Taking Raw and making it Super could really have been something you didn’t want to miss. Unfortunately, as per usual, WWE has managed to take something which seems like a tremendous idea and transform it into something mediocre. There doesn’t seem to be any company in the world that succeeds as frequently as WWE does at taking something that could be awesome and making it typical. I think they’ve managed to prove that over the past few years. If you’d have told me five years ago that Bret Hart and the Rock would return I’d have been elated. I’d be thinking WWE had turned the right corner, that these two storylines could really blow the roof off. The last thing I’d have thought was that Bret Harts return would have went over like an anvil and that the Rock would come back to work a mediocre program with John Cena.

Who knew that CM Punk would walk out on Raw and say so many things that fans had been thinking for so long only for it to be forgotten the next week? Someone still has to explain to me why a massive storyline was built around this guy leaving the company with the title only to see him leave for a week. People had been clamoring for the return of Triple H and yet it doesn’t seem like his return has made a lick of difference in the horrendous nature of the program other than the fact that we get to see him come out and talk for a few segments on every show. Kevin Nash, who once galvanized the wrestling world with the nWo comes out to the ring looking about as interested in being there as I do waiting in line at the DMV. Textgate, which was this intriguing storyline with multiple suspects, turns out to be “Nash texted Nash” which makes sense to someone, somewhere, I’m sure. But, keep in mind, there are people out there who think Jersey Shore is a good show so that doesn’t add a lot of credence to this blunder.

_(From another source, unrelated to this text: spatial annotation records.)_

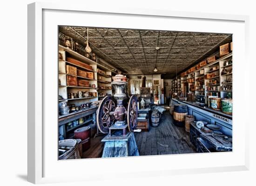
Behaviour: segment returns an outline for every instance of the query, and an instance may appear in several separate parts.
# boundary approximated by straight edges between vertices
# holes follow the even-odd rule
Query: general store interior
[[[97,124],[119,93],[113,77],[137,103],[126,132],[136,155],[232,151],[232,34],[59,26],[58,36],[59,160],[129,154],[105,152]]]

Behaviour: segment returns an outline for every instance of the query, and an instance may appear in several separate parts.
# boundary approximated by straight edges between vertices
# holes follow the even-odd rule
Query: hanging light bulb
[[[89,46],[88,41],[89,41],[89,36],[88,35],[88,27],[87,27],[87,41],[86,42],[87,45],[86,45],[86,47],[85,47],[85,51],[87,53],[91,53],[92,52],[92,49],[91,49],[90,46]]]

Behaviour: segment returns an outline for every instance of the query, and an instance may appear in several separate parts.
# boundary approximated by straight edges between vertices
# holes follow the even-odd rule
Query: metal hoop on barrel
[[[110,112],[114,112],[115,107],[115,100],[110,96],[104,97],[100,104],[96,119],[98,128],[103,134],[108,132],[109,127],[115,122],[115,117]]]

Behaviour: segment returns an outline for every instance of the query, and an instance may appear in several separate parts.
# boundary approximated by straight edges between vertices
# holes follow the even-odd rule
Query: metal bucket
[[[76,140],[68,139],[59,141],[59,160],[80,158]]]

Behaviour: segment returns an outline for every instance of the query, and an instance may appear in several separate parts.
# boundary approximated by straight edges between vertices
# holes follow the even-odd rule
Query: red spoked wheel
[[[112,96],[108,96],[104,98],[97,111],[96,121],[98,128],[104,134],[109,131],[109,128],[113,124],[115,117],[110,115],[111,112],[114,112],[116,103]]]
[[[129,100],[127,109],[127,123],[130,132],[133,132],[137,127],[137,98],[133,95]]]

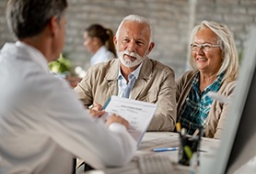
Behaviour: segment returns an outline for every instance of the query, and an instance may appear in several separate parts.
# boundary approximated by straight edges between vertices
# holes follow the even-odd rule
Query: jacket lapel
[[[132,99],[136,100],[141,92],[145,89],[148,80],[152,77],[152,62],[150,61],[149,58],[146,58],[144,60],[139,77],[132,90]]]
[[[115,59],[110,65],[110,71],[108,71],[105,77],[109,88],[108,94],[110,94],[110,96],[118,94],[118,67],[119,59]]]

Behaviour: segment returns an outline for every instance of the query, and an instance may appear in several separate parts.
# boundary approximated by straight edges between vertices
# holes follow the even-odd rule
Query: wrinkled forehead
[[[125,21],[120,27],[119,37],[132,37],[149,40],[151,31],[146,23],[137,21]]]
[[[193,42],[202,43],[217,43],[219,40],[218,36],[209,27],[201,27],[194,35]]]

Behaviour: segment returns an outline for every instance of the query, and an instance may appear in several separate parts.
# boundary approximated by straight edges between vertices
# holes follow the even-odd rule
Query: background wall
[[[0,47],[13,41],[6,19],[7,0],[0,1]],[[73,67],[89,67],[89,55],[83,46],[83,31],[99,23],[116,31],[127,15],[147,17],[153,27],[156,46],[149,57],[170,66],[176,77],[186,70],[189,35],[202,20],[226,24],[233,32],[239,51],[243,50],[248,31],[256,21],[255,0],[68,0],[68,24],[64,52]]]

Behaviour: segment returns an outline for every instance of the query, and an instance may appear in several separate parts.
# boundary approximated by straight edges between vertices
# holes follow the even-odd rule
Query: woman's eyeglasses
[[[220,45],[218,44],[208,44],[208,43],[204,43],[204,44],[191,44],[191,49],[192,51],[198,51],[199,49],[201,49],[203,51],[208,51],[210,50],[212,48],[219,48]]]

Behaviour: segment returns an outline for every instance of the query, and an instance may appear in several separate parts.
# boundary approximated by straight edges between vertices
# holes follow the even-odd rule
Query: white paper
[[[105,111],[108,113],[108,115],[116,114],[126,119],[130,124],[128,131],[137,141],[137,145],[139,145],[156,109],[157,104],[154,103],[113,95],[107,104]],[[106,119],[106,115],[103,118]]]

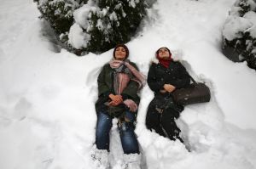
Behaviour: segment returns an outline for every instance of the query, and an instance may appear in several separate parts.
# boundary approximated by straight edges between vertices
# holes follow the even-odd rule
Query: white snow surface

The Supershow has delivered to us several “exciting” things. Live, on Monday Night, we’ve gotten to see Randy Orton in a squash match against Heath Slater, Teddy Long making eight man tag matches because apparently, aside from Triple H and the seemingly forgotten Anonymous General Manager, he also has the power to make matches. Who could forget the amazingly intriguing, hand-shakingly excited clash between WWE Tag Team Champions, Kofi Kingston and Evan Bourne (I will not call them “Air Boom.” It sounds like an action performed in the bathroom of an airplane) take on the formidable team of… Jinder Mahal and the Great Khali. Well this is living up to be everything we’d thought it could be, right? Oh boy.

So aside from a few random Smackdown stars thrown into Raw what have we gotten? The same show, the same poor writing, the same half-assed booking. What exactly did they think this was going to do? You can change your show into a Supershow, or change the name of your company completely (*cough*TNA*cough*) but if you’re not going to actually change what you’re doing it is going to be completely meaningless. The idea of ending the brand split could have been something major but if they ever do decide to completely end it on all shows I think they’ve taken some dangerous steps towards damaging that concept by making Raw a “Supershow.” I suppose I should start rebranding my old columns as “Supercolumns” and that will magically make them better than they were to start out with, right?

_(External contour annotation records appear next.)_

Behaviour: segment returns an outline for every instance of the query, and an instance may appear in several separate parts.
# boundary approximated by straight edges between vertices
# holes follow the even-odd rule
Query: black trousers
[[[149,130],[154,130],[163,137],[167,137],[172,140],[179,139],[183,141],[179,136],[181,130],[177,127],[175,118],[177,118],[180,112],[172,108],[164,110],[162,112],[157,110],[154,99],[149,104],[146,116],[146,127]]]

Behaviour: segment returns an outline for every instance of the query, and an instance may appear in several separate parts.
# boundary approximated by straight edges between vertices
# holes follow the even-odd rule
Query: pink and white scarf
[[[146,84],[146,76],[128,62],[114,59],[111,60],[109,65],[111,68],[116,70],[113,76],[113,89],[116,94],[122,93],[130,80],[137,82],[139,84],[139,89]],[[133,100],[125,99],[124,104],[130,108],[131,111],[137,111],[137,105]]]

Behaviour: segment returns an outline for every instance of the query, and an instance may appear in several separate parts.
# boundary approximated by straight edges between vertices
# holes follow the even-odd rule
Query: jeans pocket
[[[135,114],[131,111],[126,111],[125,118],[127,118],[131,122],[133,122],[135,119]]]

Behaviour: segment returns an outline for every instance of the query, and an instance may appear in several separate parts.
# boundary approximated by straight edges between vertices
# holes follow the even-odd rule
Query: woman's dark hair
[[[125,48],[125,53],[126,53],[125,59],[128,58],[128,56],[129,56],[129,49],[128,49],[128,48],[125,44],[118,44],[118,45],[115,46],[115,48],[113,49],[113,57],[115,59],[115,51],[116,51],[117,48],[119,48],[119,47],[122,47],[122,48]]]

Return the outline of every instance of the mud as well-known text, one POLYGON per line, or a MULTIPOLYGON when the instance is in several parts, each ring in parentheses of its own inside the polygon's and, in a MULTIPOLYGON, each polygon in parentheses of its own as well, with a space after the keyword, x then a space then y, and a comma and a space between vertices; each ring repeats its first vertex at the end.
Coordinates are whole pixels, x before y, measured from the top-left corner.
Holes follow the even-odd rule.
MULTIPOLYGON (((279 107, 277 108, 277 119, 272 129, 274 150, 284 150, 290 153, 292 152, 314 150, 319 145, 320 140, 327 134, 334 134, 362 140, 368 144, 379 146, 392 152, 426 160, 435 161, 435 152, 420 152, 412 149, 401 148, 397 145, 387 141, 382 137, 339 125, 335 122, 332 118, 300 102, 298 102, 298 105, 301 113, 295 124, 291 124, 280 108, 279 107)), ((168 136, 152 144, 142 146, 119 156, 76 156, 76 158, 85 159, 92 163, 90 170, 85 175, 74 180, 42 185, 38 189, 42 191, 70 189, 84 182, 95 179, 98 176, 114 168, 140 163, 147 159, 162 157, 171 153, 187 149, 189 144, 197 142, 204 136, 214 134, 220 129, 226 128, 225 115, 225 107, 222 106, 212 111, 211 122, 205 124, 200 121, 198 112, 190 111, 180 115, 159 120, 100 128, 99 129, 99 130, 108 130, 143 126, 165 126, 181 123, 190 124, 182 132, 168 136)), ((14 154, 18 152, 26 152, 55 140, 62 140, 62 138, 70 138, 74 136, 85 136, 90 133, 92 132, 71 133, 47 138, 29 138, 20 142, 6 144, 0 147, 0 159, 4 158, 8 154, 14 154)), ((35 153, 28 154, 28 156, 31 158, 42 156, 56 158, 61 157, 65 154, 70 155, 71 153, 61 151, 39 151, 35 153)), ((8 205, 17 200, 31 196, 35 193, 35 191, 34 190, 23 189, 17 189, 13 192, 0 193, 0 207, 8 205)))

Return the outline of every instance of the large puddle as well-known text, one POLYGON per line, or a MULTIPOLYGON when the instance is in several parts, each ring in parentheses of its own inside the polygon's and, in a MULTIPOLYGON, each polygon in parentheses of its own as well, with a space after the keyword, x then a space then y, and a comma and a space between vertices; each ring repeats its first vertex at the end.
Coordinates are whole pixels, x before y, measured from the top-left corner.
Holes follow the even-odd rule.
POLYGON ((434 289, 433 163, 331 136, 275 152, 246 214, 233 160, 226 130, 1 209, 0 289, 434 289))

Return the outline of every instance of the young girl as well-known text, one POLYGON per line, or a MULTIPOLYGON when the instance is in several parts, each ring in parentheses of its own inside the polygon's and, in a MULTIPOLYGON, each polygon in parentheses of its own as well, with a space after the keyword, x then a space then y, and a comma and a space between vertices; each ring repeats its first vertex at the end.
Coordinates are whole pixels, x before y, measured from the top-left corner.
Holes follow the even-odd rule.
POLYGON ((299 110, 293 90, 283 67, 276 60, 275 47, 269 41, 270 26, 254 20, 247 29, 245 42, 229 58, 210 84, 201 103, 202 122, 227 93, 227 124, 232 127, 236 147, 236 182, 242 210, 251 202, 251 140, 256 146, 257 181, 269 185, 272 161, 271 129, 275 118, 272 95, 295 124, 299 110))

What could make a Supershow super? How about new matches, exciting storylines, fresh rivalries? Maybe we could see Randy Orton wrestle someone who he hasn’t wrestled before in a match that takes longer than two minutes and actually makes a difference as applies to the Raw superstars? Maybe, just maybe, we could get a wrestling show that actually makes us want to keep watching? The NFL season is opening and WWE didn’t even try to do a single thing to make any NFL fans feel like they might be missing something if they tuned out next week. I don’t watch football but even I am not sure what I’m supposed to be tuning in to see. Hell, they didn’t even announce the main event on Monday until five minutes before it was happening. Some Supershow, huh?

You can slap the word “Super” in front of anything you want but that doesn’t actually mean anything. To make Raw “super” you’re going to have to make it more than it already is, and that shouldn’t be complicated because it currently isn’t much of anything. Right now I’d be happy just for Raw to be good. Maybe that is the platform they should have aimed for first. Monday Night Raw: Good Show. I’ll take a good show over a supershow any day, at least, if this is what a supershow has in store for us. A Good show.. what a novel idea.